Ça sens bon le printemps ! Les jours de soleil se font de plus en plus fréquents et la vie sauvage reprend sa place après un long et dur hiver. Les champs se remplissent de couleurs avec toutes sortes de petites fleurs, les arbres s’habillent avec de tendres feuilles, le gens s’approprient des sentiers et le plus chanceux passent le temps dans leur jardin privé.
Ah ! Le jardin, lieu magique… Cette année on se voit privé de ce privilège, on a quitté l’isolement de la forêt, où le silence est perturbé seulement par le chant de multitude de oiseaux impatients de se reproduire, et on est logés provisoirement dans une maison de vacances entourée par un grand nombre de maisons secondaires. Ce déménagement a complètement changé nos vies, mais pas en mieux malheureusement !
Qu’est ce qu’on est bruyants, nous les humains ! Ce ne sont pas les cris des enfants en train de jouer, heureux, qui nous dérangent. Non, on parle plutôt de toutes les machines qui nous entourent et qui se sont rendues indispensables dans nos vie. Parmi elles, l’incontournable tondeuse. Il suffit d’un peu de soleil pour commencer à entendre, quasiment dès les permières lueurs de l’aube, le bruit assourdissant de cette machine diabolique. Quand ce n’est pas un voisin c’est l’autre, au bout de quelques journées ensoleillés on souhaite l’arrivée de la pluie pour pouvoir se reposer d’un bruit si fatigant.
Quel est le but d’utiliser cette machine? Ce que certains appelent laisser une surface propre, c’est à dire, une herbe coupé à seulement quelques centimètres, comme on voit bien dans cette image.
A part le bruit, cette manie humaine de voir une surface lise et unicolore met en danger l’environnement.
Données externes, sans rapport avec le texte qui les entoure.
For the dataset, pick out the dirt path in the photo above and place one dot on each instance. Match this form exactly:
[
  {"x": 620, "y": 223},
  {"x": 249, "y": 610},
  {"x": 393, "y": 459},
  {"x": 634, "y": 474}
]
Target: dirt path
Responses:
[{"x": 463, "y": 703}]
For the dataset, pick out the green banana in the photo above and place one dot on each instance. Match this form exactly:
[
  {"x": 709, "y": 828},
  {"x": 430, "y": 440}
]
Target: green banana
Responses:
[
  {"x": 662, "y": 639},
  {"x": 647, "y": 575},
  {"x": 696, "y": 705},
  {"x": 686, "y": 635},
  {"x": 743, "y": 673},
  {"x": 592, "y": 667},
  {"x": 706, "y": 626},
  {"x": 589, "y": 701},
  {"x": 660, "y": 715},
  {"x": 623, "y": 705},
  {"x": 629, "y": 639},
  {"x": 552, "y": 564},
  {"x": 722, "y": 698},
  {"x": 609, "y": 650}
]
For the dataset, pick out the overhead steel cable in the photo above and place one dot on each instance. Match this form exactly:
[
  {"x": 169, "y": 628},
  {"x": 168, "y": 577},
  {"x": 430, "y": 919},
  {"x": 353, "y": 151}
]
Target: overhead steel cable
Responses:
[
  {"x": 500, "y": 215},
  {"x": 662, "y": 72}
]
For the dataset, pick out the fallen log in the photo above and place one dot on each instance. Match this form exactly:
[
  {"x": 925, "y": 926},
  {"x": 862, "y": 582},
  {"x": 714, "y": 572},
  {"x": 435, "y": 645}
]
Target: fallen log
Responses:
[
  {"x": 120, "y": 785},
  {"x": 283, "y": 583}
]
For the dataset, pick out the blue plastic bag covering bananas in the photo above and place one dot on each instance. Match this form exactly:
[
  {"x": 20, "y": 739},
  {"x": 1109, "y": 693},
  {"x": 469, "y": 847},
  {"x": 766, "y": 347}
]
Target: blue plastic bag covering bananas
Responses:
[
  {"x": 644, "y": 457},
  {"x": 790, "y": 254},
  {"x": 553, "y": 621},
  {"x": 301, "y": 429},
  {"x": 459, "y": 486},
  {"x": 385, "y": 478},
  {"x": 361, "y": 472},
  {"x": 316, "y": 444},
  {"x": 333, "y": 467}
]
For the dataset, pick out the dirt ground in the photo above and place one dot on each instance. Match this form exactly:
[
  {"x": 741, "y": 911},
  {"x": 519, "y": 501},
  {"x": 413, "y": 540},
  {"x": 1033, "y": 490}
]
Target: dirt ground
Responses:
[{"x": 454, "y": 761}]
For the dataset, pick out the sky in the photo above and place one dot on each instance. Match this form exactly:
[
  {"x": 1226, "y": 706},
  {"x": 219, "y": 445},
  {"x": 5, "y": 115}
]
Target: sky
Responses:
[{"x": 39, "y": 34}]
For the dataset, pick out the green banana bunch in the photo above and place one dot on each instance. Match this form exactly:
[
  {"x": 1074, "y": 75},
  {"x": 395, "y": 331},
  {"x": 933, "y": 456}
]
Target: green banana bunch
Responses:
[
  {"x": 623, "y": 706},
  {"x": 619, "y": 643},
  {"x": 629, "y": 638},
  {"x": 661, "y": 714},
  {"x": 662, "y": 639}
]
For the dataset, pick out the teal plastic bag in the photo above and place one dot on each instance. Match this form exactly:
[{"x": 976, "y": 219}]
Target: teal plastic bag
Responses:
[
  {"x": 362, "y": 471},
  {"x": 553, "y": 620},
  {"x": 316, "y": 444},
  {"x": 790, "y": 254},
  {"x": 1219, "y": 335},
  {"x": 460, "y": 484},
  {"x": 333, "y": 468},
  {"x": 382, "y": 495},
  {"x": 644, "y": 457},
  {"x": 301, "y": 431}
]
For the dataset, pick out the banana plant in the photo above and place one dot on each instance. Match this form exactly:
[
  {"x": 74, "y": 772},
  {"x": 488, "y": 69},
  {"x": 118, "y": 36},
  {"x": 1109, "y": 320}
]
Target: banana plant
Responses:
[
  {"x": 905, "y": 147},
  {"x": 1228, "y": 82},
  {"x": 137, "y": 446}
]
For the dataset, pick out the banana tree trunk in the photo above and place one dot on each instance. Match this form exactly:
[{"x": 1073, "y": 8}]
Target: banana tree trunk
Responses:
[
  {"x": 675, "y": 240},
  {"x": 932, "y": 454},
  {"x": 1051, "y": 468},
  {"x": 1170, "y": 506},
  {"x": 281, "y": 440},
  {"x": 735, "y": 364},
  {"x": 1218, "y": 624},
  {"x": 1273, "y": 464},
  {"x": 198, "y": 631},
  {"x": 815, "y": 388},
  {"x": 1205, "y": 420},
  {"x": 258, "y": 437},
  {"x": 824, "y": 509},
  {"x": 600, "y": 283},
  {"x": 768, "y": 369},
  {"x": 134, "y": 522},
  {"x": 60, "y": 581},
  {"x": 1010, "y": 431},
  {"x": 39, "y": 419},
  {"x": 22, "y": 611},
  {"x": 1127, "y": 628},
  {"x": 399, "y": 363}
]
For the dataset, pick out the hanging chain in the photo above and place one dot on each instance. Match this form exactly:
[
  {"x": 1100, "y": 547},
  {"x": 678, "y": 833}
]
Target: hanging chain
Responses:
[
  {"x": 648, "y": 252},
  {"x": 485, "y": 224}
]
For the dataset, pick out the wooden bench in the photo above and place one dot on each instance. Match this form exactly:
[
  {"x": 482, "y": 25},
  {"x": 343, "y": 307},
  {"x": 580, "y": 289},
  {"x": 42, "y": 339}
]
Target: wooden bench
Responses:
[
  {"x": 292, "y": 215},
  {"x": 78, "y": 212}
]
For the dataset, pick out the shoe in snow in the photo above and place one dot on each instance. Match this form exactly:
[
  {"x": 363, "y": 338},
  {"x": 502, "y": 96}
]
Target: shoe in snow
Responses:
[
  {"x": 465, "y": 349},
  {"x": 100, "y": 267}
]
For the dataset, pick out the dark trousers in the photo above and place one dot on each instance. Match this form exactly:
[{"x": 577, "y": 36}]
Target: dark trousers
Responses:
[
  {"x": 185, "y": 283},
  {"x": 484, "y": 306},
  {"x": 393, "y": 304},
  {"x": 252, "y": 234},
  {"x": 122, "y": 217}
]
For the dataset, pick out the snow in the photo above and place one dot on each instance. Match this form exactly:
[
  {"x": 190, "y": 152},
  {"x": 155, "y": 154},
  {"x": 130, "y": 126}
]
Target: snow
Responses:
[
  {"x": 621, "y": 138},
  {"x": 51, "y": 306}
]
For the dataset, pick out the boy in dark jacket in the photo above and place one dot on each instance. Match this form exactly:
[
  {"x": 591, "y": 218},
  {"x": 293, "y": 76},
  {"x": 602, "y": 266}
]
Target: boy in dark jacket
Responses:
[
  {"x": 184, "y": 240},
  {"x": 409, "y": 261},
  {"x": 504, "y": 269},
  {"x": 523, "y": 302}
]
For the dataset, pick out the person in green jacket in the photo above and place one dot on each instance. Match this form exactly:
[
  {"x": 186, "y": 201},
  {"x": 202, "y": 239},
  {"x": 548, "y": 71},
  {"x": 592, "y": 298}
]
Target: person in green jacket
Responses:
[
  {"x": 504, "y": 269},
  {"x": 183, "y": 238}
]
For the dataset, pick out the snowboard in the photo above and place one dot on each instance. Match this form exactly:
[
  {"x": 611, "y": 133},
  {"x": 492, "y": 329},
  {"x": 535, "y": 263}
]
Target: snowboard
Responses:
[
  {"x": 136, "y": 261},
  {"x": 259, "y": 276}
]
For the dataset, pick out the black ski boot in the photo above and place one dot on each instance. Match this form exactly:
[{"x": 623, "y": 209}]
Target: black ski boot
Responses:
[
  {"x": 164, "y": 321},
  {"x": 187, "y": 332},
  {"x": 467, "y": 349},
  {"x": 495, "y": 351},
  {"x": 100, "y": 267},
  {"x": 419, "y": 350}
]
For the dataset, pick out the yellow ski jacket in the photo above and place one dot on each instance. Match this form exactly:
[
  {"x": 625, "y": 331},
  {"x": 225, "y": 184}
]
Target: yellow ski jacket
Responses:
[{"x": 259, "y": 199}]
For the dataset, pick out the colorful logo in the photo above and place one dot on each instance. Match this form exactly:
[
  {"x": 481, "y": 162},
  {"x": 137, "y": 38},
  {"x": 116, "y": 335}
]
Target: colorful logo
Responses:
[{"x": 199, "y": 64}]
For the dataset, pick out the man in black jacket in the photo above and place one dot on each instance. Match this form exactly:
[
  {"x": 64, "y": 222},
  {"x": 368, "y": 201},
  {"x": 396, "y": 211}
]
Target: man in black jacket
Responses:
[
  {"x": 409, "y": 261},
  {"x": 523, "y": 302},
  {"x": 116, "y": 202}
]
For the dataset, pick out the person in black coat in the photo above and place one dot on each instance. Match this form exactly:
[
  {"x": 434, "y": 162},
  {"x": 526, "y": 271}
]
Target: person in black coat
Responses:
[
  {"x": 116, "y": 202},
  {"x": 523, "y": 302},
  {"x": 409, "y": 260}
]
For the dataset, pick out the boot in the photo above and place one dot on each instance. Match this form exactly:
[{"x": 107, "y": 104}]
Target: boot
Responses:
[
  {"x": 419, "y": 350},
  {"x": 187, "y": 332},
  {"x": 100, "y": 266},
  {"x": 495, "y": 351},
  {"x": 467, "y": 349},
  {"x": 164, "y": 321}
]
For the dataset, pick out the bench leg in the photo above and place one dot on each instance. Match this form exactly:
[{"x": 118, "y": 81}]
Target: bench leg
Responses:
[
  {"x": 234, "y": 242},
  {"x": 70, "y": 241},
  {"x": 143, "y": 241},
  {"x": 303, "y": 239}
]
En premier lieu, elle entraîne une réduction importante de la biodiversité : en coupant le plantes sauvages avant ou pendant la floraison on les empêche de faire des graines et donc elles peuvent pas se reproduire, ce qui élimine petit à petit ces plantes de la praire, qui est est envahie par seulement quelques espèces qui résistent à la coupe intensive. Ceci affecte directement aux multitudes d’insectes qui dépendent des plantes pour leur survie et reproduction, et ainsi le nombre des différentes espèces d’animaux se voit aussi drastiquement diminué. Après, on doit faire face à une pollution sonore non négligeable, qui rend la vie des habitants moins paisible et même parfois insupportable. De plus, on ne peut pas oublier la pollution due aux émanations de l’essence utilisé pour faire marcher la pluspart de tondeuses (bien que certaines soient électriques).
Finalement voici le résultat, à vous de me dire laquelle des praires suivantes est la plus belle. Honnêtement, pour moi il n’y a pas de doute. Cela de droite est plus attirante à la vue, colorée et diverse.
Comment donc gérer bien une prairie? L’idéal serait de ne pas intervenir et de la laisser devenir une forêt, car cela est la situation normale de la végétation en Europe. Par contre, si on souhaite garder la praire, on devrait faire des coupes le plus éloignées possibles dans les temps, une année sur deux ou même plus. C’est vrai que pendant l’hiver les prairies ne sont pas fleuries et sont moins belles mais il est très important pour la faune de ne pas couper les herbes pendant cette période . Par exemple, les araignées ont besoin des herbes hautes pour instaler laurs toiles et pouvoir ainsi se nourrir.
Pour ce voisins têtus qui veulent absolument une praire bien coupé et vide de vie, chaque commune devrait s’organiser pour permettre l’utilisation des tondeuses seulement certains jours par semaine et certaines heures pendant la journée, de cette façon on aurait pas cet horrible bruit tous les jours et on pourrait même s’organiser pour partir et faire une sortie loin de notre domicile les jours des tondeuses !!! Qu’est ce que vous pensez de cette idée?
Et voila une praire fleurie, vive la diversité !!!